April 1 (Bloomberg) -- Hess Corp. agreed to sell Russian subsidiary Samara-Nafta to OAO Lukoil for $2.05 billion in the biggest divestiture ever by the New York-based oil explorer.
Hess expects proceeds of $1.8 billion for its 90 percent stake in Samara-Nafta, the company said in a statement today. The transaction brings the combined after-tax value of assets Hess has agreed to sell this year to $3.4 billion.
Hess has been selling oil fields, storage terminals and other assets from Texas to the North Sea as Chairman and Chief Executive Officer John Hess narrows the company’s focus to crude exploration and production. The actions by the son of founder Leon Hess come as the company faces pressure from activist shareholder Elliott Management Corp. to spin off or sell assets and replace board members.
The sale “is another positive step in their restructuring,” Brian Youngberg, an analyst at Edward Jones & Co. in St. Louis, said in a phone interview today. “The company is focused on becoming smaller and more nimble. It was too far-flung around the world.”
Hess rose 2.7 percent to $73.54 at the close in New York. The shares have increased 39 percent this year.
Hess acquired its stake in Samara-Nafta when it bought a 65 percent interest in Trabant Holdings International for $25 million in 2005. The sale announced today is the largest ever for Hess, according to data compiled by Bloomberg.
The company, which has been criticized by Paul Singer’s Elliott Management for “unrelenting underperformance,” has also announced plans to sell its gasoline stations and terminals business and exit energy trading. Elliot Sloane, an Elliott Management spokesman who works for Sloane & Co., had no comment on the announcement.
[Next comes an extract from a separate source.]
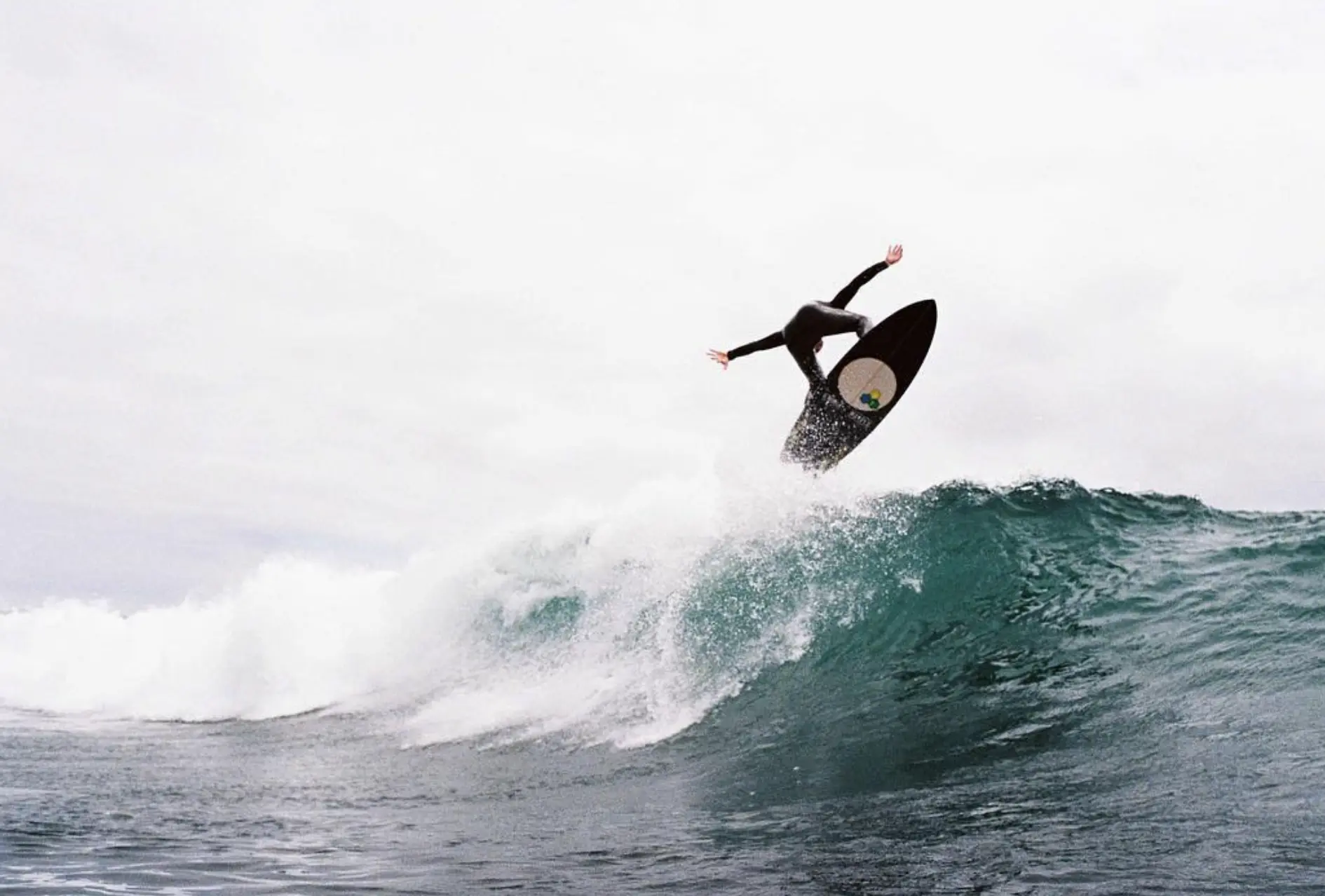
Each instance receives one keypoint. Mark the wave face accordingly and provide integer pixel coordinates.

Simon Kukes, holder of the other 10 percent of Samara-Nafta, has also agreed to sell to Lukoil, Jon Pepper, a spokesman for Hess, said in an e-mail.
Lukoil fell 1.3 percent to 1,976.60 rubles at the close of trading in Moscow. The company is seeking to expand and increase production after halting oil output declines last year. It won a state auction to tap Siberia’s Imilor field and is developing assets in Russia’s Caspian Sea.
Samara-Nafta produces the equivalent of about 50,000 barrels of crude a day, according to a statement from Moscow-based Lukoil. The purchase price amounts to $3.40 a barrel of reserves, based on Russian parameters, and the deal requires approval from the nation’s anti-monopoly agency, Lukoil said.
“We have acquired a quality asset with long-term growth potential in a region that has some of the most highly developed infrastructure in the country,” Vagit Alekperov, CEO of Lukoil and its largest shareholder, said in the statement.
“The price seems a bit high and reflects Lukoil’s desperate search for new assets,” Ildar Davletshin, a Moscow-based oil and gas analyst at Renaissance Capital Ltd., said in a phone interview. A large number of the company’s fields have tax breaks as they are depleted and high viscosity, he said.